When looking at lands to add to the settlement, the criteria include that developmental potential exists, land-use compatibility is achievable, servicing is available, use is appropriate in both the short and long term, and the land satisfies a long-term employment need.

The expansion would increase Wellesley village’s borders by 85 acres, with 18 acres of employment land and the rest designated as residential lands to yield approximately 1,100 additional residents.

The goal also is to further focus growth in the Wellesley urban area to take away from rural settlement areas where land is on private services and growth is limited.

The report indicates that the Wellesley sewage treatment plant has a capacity to service an additional 1,300 people, while the water supply system can accommodate an additional 5,600 persons.

Despite the information presented, residents remained skeptical.

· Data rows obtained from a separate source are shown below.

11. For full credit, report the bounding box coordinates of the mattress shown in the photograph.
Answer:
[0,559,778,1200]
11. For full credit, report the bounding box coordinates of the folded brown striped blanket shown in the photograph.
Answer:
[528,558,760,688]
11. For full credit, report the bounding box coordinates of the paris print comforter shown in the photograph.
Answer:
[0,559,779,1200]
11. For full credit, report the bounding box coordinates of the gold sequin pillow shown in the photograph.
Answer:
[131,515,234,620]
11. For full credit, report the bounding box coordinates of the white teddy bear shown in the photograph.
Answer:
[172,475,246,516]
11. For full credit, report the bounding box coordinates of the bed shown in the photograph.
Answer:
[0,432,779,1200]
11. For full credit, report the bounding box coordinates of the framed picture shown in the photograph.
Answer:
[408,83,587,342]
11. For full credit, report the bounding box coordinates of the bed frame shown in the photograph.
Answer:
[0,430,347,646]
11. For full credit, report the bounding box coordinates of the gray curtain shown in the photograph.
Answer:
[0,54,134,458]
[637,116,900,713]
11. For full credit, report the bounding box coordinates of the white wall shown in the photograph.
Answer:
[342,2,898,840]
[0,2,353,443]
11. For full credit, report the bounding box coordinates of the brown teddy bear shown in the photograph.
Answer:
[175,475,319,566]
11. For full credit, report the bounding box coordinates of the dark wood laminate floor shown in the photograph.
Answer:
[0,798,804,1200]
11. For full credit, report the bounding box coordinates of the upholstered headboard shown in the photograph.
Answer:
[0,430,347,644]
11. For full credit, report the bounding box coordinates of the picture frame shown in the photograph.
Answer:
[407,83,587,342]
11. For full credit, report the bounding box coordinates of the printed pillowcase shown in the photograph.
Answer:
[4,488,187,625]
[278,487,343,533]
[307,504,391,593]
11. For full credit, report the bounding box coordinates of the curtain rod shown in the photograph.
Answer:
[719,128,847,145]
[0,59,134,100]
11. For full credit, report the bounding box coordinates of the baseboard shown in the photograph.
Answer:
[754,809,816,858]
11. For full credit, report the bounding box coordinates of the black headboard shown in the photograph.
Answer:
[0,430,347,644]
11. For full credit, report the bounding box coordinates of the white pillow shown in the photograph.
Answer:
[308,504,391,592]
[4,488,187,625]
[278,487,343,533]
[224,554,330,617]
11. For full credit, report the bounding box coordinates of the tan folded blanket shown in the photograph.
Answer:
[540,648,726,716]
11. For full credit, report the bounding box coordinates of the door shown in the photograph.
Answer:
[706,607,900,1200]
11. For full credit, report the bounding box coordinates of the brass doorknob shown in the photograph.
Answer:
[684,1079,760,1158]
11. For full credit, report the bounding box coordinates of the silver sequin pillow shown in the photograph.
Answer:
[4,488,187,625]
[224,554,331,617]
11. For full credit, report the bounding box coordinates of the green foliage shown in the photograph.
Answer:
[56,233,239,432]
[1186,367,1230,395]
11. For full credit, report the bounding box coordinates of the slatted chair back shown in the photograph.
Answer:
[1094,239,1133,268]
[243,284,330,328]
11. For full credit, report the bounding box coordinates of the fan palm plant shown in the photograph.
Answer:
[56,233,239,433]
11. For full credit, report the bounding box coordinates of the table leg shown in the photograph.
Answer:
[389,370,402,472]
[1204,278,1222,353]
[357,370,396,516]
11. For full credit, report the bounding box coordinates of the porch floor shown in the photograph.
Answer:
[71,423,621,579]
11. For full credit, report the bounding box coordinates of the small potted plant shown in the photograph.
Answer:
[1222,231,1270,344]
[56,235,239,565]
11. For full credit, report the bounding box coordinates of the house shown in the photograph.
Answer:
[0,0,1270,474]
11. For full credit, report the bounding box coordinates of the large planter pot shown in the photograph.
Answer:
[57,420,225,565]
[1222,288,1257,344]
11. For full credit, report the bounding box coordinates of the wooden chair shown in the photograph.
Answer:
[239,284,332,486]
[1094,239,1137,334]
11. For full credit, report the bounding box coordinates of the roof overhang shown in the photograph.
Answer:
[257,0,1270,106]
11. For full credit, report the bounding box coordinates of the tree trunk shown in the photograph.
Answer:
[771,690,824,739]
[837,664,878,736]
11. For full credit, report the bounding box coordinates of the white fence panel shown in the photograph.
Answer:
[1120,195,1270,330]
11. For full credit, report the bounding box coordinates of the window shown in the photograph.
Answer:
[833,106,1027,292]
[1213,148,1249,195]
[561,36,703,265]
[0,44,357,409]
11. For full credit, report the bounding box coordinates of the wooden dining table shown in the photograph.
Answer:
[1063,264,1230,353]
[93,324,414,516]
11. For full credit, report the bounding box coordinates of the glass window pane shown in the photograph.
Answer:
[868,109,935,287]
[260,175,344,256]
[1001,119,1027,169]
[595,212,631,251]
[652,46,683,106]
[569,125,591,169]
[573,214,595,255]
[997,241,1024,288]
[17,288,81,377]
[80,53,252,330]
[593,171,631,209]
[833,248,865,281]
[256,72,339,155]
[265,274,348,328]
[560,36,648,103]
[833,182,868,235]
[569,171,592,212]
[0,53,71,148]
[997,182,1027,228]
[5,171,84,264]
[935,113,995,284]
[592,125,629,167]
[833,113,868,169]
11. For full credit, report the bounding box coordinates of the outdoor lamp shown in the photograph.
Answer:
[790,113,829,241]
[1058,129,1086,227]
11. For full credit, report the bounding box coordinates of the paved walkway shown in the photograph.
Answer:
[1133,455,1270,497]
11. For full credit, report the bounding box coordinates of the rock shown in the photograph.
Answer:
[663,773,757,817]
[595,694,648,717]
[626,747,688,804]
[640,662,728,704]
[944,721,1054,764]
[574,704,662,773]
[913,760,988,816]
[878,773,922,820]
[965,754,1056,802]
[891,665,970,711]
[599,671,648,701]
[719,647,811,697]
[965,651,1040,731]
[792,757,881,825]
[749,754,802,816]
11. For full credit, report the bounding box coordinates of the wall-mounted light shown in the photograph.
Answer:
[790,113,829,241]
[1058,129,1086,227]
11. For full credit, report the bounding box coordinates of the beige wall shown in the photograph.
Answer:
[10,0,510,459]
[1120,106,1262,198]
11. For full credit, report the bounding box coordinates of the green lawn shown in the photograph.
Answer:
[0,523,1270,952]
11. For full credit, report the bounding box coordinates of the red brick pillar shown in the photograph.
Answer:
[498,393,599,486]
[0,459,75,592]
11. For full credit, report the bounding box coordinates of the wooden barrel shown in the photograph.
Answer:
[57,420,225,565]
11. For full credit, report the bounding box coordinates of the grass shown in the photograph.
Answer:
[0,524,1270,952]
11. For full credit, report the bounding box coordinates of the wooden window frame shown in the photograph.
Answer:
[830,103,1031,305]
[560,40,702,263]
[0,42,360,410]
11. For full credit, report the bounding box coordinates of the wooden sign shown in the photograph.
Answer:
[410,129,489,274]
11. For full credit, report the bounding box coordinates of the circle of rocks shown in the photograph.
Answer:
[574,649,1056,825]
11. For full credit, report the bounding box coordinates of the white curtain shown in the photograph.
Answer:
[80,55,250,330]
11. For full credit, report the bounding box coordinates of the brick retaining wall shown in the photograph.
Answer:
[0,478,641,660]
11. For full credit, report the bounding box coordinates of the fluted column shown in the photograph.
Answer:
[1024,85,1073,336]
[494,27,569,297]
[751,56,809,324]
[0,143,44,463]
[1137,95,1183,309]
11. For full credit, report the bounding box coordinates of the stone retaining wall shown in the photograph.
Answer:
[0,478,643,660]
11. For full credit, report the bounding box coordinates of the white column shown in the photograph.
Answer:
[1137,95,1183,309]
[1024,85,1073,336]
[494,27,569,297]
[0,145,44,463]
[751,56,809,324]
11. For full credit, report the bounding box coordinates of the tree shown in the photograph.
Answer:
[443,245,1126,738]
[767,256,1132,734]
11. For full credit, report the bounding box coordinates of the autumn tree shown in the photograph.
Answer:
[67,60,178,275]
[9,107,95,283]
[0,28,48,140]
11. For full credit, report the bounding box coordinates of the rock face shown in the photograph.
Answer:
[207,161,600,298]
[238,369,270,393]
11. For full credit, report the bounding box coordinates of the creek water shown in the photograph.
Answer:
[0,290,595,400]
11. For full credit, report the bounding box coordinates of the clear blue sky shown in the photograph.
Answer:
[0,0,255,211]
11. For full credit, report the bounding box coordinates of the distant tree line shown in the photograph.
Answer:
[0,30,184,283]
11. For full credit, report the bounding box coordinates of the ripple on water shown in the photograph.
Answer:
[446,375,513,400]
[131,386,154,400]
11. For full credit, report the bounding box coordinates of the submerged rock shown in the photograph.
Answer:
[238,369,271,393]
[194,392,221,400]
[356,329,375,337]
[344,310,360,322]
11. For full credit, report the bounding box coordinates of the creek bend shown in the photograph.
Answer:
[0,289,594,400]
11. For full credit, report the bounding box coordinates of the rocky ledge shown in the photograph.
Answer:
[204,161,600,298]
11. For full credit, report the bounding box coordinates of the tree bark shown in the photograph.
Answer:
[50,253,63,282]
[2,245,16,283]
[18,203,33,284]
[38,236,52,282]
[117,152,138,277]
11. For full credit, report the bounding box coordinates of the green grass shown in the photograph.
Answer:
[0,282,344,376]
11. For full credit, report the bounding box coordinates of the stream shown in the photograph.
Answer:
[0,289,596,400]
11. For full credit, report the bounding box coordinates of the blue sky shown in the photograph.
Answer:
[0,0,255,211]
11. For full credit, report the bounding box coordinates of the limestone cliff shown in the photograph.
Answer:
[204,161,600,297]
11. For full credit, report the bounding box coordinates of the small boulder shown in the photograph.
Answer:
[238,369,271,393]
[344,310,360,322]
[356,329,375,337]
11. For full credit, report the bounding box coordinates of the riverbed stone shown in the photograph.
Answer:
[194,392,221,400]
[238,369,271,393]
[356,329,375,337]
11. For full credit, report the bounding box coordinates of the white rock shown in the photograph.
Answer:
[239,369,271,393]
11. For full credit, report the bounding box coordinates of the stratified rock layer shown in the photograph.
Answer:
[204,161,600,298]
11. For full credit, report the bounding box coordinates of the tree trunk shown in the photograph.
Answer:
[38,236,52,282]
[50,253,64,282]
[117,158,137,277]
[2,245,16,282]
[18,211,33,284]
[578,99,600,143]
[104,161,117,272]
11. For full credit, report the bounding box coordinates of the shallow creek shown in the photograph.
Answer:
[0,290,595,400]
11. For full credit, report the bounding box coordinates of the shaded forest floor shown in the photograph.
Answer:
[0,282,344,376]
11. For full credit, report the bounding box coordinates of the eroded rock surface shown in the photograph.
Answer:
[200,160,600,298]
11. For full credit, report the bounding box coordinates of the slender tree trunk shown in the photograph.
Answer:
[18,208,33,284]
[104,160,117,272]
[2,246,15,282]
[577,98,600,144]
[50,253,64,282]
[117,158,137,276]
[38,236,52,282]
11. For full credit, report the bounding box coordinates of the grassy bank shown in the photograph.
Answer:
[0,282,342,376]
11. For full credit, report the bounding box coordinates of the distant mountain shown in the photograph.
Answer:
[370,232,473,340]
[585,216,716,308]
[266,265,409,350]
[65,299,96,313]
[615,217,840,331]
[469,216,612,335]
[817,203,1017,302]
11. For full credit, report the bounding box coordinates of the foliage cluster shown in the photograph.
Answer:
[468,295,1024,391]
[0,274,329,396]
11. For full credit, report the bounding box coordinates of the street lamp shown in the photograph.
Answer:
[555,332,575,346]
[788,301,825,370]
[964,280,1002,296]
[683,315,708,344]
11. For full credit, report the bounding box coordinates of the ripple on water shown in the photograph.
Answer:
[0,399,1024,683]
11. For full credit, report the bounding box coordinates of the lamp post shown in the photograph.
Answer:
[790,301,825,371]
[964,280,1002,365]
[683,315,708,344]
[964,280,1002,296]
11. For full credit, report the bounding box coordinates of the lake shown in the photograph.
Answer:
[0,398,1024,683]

Joyce Barker, a licensed realtor, is opposed to either of the developments.

“We were told that there was a limit of water and waste available and it would limit the growth within the village unless there were improvements made at the plant behind the Home Hardware,” Barker said, noting the addition of many new developments in the area besides those in question at the meeting. “How will that not put additional strain on the current waste and water available if there is expansion made? I would expect that would come regionally and then, ultimately, all of the taxpayers of the region will pay for the expansion, and for that reason I am opposed to the expansion in the village.”

Although no decisions or answers came from the informational public hearing, Mayor Joe Nowak said answers are on the horizon.

“I know there are a lot of questions with regards to capacity and I believe that they will all be answered in good time.”

The land to the east of Greenwood Hill Road is considered by staff as appropriate for future development since there are no environmental constraints, the landowner is interested in developing the land, it is adjacent to the existing built up area making it easy to service, and a large portion of the overall property can be brought into the settlement to allow for the development of a complete community with the rest of Wellesley.

Much the same applies to the land west of Lawrence Street, where the entire plot is to be brought into the settlement.

Strohuest Ont Inc., a builder in the area and owner of the eastern lot, is hoping to build a variety of single-family, semi-detached and townhomes to increase the urban Wellesley area.

Opposed to that proposed development was Alan Jones, a resident of Lawrence Street who wrote a letter prior to the meeting including the signature of all 34 homeowners who would be directly affected by the new development. Jones is asking that only single-family homes be built backing onto the current homes like his own.

Lawrence Park of Greenwood Hill Road echoed concerns about the lack information provided to those affected by the changes proposed in the early stages of planning.

“I realize that development is inevitable. The region is growing and we have to take some of this growth here in Wellesley, as much as we don’t want it,” said Park noting that he hopes the next meeting will present accurate timelines for current residents to be kept in the loop on what is going on. “I would like a clear picture the next time that we get together.”

More information will be presented at the next public meeting, said VanderBaaren.

“We are planning on having a second public meeting. As I have mentioned, we have had a number of submissions both written and verbal to me, and I intend to meet with anyone who wishes to over the summer and into the fall. In probably late fall or early 2018, I would come back with a recommendation report and hold a second public meeting, and then we would see what transpires following that,” he said.